SmarterRouter provides OpenAI-compatible endpoints for seamless integration with existing tools and applications.
- Development:
http://localhost:11436 - Production: Configure based on your deployment
| Endpoint Type | Authentication Required |
|---|---|
/v1/* (chat, embeddings, models) |
No |
/admin/* |
Yes - ROUTER_ADMIN_API_KEY required |
/health, /metrics |
No |
Admin endpoints require header: Authorization: Bearer your-admin-api-key
Health check endpoint with subsystem diagnostics.
Response:
{
"status": "healthy",
"checks": {
"database": {"status": "healthy", "details": "Database connection successful"},
"backend": {"status": "healthy", "details": "Backend initialized"},
"gpu_monitor": {"status": "healthy", "details": {"gpus": [], "total_gb": 0.0, "used_gb": 0.0}},
"cache": {"status": "healthy", "details": {"backend": "memory"}},
"background_tasks": {"status": "healthy", "details": {"count": 3}}
},
"version": "2.2.0",
"request_id": "req_abc123"
}Provider DB note: checks.database.details.provider_db includes available, degraded, and stale indicators so operators can detect when provider benchmark data is temporarily serving fallback behavior.
DLQ note: When DLQ is enabled, checks.dlq includes aggregate counts for failed, retrying, and dead background jobs.
Prometheus metrics endpoint for monitoring integration.

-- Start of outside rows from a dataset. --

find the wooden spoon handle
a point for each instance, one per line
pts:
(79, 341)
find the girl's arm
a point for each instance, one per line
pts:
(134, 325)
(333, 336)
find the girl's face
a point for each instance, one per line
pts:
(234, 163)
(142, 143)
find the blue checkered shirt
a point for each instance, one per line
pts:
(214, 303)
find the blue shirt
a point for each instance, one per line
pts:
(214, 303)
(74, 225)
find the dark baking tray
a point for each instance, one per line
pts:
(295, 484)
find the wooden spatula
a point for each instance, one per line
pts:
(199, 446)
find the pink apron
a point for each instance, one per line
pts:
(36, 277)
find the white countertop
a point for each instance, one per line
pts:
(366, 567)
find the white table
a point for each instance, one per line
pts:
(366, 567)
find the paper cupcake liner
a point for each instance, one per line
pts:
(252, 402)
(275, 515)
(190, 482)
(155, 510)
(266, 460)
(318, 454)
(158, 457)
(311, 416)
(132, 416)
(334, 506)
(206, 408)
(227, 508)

Content-Type: text/plain; version=0.0.4
Metrics included:
smarterrouter_requests_total- Request count by endpoint and methodsmarterrouter_request_duration_seconds- Request duration histogramsmarterrouter_errors_total- Error count by endpoint and typesmarterrouter_model_selections_total- Model selection distributionsmarterrouter_cache_hits_total/cache_misses_total- Cache statisticssmarterrouter_vram_total_gb,vram_used_gb,vram_utilization_pct- GPU memory
Returns the router itself as a single model.
Response:
{
"object": "list",
"data": [
{
"id": "smarterrouter/main",
"object": "model",
"created": 1708162374.0,
"owned_by": "local",
"description": "An intelligent LLM router that automatically selects the best model..."
}
]
}Main chat completion endpoint. Compatible with OpenAI API format.
Request:
{
"messages": [
{"role": "user", "content": "Write a Python function..."}
],
"temperature": 0.7,
"max_tokens": 500,
"stream": false
}Streaming: Set "stream": true for Server-Sent Events (SSE) format.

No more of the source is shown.